第1章 噂話、の筈だった。
この島の森の洞窟に白い虎が閉じこめられた後、被害が無くなった村は落ち着きを取り戻して穏やかな生活を送っていた。
しかし、それも長くは続かなかった。
島に立ち寄った船の行商人の男が、面白半分で森に入り込んだ。
噂の虎が出るのは昼だから、夜なら危険ではないだろうと言い張り、1人森の奥の洞窟へと向かって行った。
所が男はいつまで経っても帰らず、遂に夜が明けてしまった。
心配した村人と同僚達が森に入ろうとすると、森の入口付近で首から血を流し顔を青くして倒れている男を見つけた。

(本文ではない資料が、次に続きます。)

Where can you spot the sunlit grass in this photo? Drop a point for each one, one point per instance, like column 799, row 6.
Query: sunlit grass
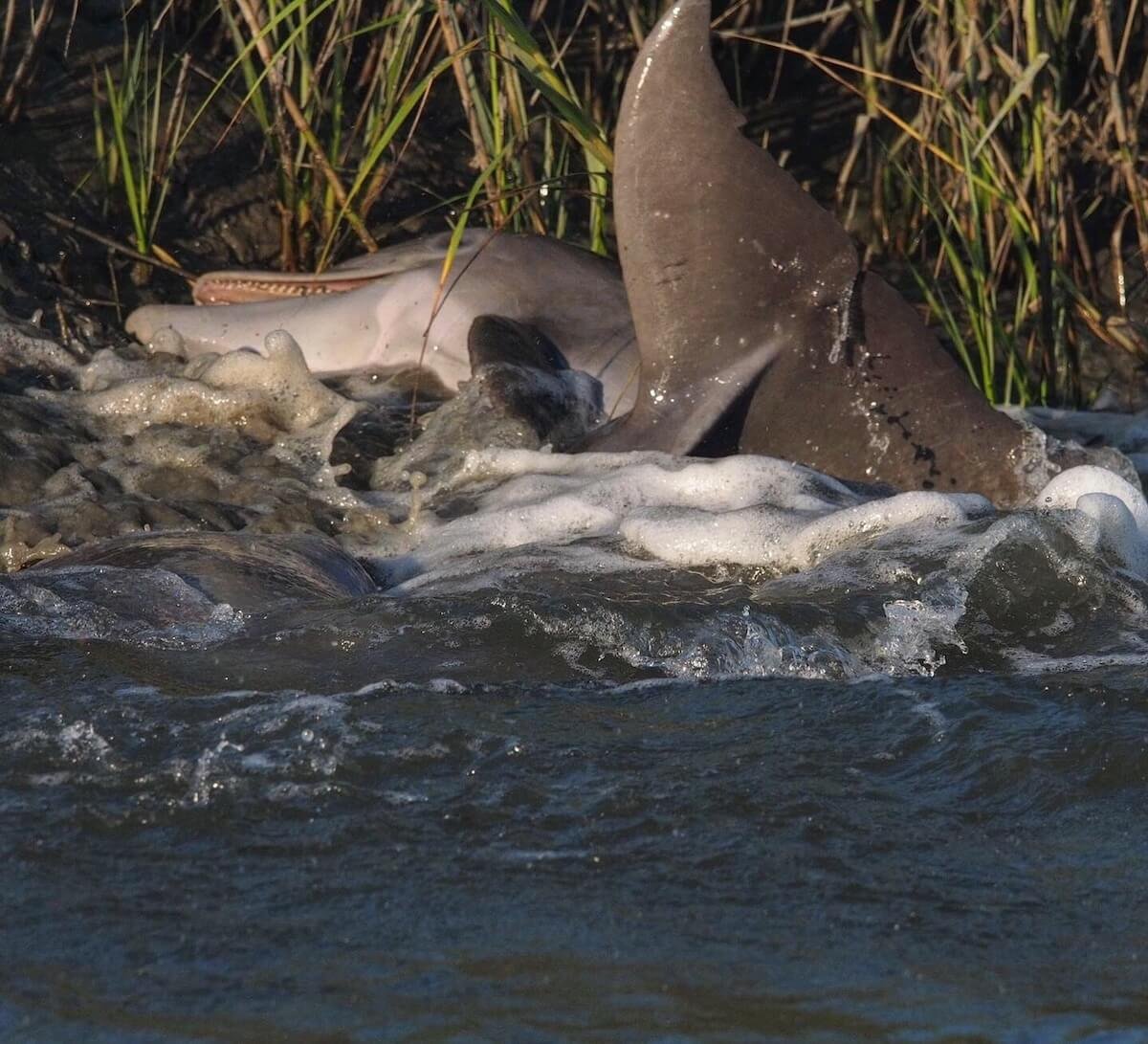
column 994, row 147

一体何があったのか、まさか虎に襲われたのかと聞くと、男はこう言った。
"化物に噛みつかれて血を吸われた"
それから、度々妙な事が起こるようになった。
森に狩りに行った猟師が見たのは、血を吸われて干からびてしまった動物の死体。
そして村人が寝静まった深夜の村に人魂が出た、見たことの無い子供が歩いていたという話まで出てきた。
その話はすぐに島全体に広まり、それから噂話は
"昼に森に入れば虎に、夜に森を歩けば化物に襲われる"
という風に変わったのだった。
「…というのが、今俺が知っている、この島に流れている噂話です。」
話終えると、ラグは一息ついてお茶を飲んだ。
「…なんつーか…こんな事言うのもなんだけど、本当に絵本の中の話みたいだなぁ…」
サッチがポカンとしながら呟くと、ラグは苦笑いしながらこちらを向いた。
「俺も最初はそう思ってました。だから夜の森に入ったんです。この村は小さいし、娯楽も多くない。だからほんの暇つぶしというか、度胸試しみたいな感覚で。まぁ俺が森に入ったのは、ただ仲間内でジャンケンに負けたからってだけなんですけどね…。そんな事が無ければ、自分から森に入ろうだなんて思う人は居ませんよ。」
そう言いながら首の怪我に手を当てて、ある一冊の本を差し出した。
「これは?」
「俺が調べた、化物の予想が載っている本です……本当にいるとは思っていなかったんですけど、これが一番近いかなと思って…」
差し出された本を受け取り、ページを開くとこう書かれていた。
「吸血鬼、なァ……」
虎の次は吸血鬼。次々に出てくる絵本の様な話の内容に、正直この後もついていけるのかどうか不安になってきて、思わず小さく溜息をついてしまった。